The 28 year old moved back to Kailua to get proper medical attention. Ntow, 26, would have to wait in Africa for the green card application to process.

"We applied for his visa and we thought that we might be able to get him here by the time baby was born but it's just been really frustrating because we've been waiting a little over six months and haven't heard any news about that," said Sawada.

She says she can't track the status online and when she calls it's a two to three hour wait without answers.

"I think the hardest part is not knowing because it's hard to plan life and move forward when it could be soon or it could be a long time from now," said Sawada.

"I keep thinking it can't go that much longer can it?" said Sawada.

Yes it can. According to Immigration the first application takes about six months to process. Then they will need to verify it's not fraud. The State department conducts interviews and investigates which could take another six months.

"In my mind, once you're pregnant isn't that kind of proof that this is real?" said Sawada.

Just because there is a baby bump doesn't mean they get bumped up in line. Only cases involving tragedy or humanitarian benefits move up faster.

Ntow won't be able to visit just for the birth either because he does not own a house or business so he has more reason to stay in the United States than go back to Ghana. Therefore a tourist Visa is next to impossible.

"I don't know I just really felt he would be here in time," said Sawada.
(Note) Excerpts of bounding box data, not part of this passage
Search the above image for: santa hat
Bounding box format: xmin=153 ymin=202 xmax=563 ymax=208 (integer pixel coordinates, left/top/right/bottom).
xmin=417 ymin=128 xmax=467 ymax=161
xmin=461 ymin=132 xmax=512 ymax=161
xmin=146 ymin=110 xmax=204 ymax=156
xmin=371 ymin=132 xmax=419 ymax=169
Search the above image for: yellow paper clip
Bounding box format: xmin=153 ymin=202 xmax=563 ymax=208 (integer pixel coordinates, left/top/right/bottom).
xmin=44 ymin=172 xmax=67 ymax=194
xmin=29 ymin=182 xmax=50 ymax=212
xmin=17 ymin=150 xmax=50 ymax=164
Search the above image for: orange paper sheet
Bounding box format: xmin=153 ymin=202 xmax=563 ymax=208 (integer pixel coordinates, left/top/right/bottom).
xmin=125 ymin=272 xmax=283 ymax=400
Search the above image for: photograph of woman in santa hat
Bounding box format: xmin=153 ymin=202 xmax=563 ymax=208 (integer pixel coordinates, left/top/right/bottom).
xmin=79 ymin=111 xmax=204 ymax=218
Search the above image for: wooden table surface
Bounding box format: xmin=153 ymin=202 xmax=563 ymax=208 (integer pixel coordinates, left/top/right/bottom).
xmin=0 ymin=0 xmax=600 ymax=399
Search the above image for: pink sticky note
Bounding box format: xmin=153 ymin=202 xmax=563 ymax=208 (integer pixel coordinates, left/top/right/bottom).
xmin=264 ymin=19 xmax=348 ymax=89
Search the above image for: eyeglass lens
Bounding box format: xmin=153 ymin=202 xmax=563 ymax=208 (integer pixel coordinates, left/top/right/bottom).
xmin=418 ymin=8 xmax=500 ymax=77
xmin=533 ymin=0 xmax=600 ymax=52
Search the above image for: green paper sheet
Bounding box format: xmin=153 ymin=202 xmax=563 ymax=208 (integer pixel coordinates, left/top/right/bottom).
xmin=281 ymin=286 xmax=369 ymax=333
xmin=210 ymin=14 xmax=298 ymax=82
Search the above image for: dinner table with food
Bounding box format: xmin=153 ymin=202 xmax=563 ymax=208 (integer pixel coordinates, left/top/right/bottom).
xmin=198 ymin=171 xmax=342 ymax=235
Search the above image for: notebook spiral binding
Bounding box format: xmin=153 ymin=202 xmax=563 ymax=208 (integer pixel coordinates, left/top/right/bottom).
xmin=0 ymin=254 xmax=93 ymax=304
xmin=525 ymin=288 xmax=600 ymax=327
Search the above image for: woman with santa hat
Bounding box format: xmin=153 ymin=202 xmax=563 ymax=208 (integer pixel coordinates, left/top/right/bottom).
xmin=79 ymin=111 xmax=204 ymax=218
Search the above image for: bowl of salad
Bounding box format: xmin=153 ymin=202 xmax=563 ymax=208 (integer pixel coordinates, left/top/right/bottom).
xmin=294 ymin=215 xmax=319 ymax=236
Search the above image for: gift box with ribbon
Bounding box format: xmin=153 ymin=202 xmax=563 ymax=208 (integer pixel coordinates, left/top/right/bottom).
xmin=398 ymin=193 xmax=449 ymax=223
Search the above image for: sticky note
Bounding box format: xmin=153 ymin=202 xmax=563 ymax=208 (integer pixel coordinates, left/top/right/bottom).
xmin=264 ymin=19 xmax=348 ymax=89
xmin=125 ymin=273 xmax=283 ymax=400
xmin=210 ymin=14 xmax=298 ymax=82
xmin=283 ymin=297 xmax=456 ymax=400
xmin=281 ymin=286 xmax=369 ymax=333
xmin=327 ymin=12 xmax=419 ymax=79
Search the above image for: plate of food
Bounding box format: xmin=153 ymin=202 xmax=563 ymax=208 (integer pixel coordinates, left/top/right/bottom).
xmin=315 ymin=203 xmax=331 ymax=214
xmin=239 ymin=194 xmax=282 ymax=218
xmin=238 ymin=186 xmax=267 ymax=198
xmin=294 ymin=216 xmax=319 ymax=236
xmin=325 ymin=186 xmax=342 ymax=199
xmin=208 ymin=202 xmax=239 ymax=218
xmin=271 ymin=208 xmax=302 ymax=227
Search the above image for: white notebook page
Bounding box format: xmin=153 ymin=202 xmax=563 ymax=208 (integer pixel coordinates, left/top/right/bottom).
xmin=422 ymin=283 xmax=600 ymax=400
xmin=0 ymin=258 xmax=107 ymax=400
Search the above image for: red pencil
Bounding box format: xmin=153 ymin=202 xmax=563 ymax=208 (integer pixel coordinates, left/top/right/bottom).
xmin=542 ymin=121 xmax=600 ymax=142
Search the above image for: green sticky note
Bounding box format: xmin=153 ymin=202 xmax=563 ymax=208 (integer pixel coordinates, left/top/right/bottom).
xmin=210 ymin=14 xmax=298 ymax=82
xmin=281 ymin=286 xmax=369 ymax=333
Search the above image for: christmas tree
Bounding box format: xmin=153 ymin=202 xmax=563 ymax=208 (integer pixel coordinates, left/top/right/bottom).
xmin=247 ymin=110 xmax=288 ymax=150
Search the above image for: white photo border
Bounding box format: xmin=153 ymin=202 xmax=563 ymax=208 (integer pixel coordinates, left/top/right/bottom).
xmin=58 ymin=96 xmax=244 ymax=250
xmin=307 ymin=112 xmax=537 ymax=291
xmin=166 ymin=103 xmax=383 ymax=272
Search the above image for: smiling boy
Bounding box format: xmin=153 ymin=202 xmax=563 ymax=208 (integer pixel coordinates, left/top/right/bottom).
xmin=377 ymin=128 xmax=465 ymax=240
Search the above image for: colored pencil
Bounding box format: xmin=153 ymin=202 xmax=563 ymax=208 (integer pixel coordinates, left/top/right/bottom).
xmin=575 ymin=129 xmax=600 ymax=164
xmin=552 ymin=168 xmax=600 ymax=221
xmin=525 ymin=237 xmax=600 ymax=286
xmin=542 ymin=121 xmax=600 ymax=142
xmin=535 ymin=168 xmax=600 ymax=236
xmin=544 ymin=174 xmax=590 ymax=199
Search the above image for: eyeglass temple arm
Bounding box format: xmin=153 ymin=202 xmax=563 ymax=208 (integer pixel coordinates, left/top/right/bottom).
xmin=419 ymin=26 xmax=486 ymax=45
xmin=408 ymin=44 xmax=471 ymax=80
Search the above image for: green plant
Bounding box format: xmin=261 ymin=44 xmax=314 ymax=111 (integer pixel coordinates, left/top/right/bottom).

Now their son is due in less than three weeks and disappointment grows that her husband won't be here for the birth.

"I don't think I really let myself think about it too much," said Sawada, who began to get emotional. "It will be hard and I'm not ready to accept that."

The U.S. Citizen and Immigration Services office issues about 1.1 million green cards a year. It says the process used to be longer taking several years to process.

So while Terry may miss the birth the hope is he'll be here before he misses too much more.

Sawada does have her family so she won't be alone. She should also hear about passing the first phase any day. Then it's onto the verification process.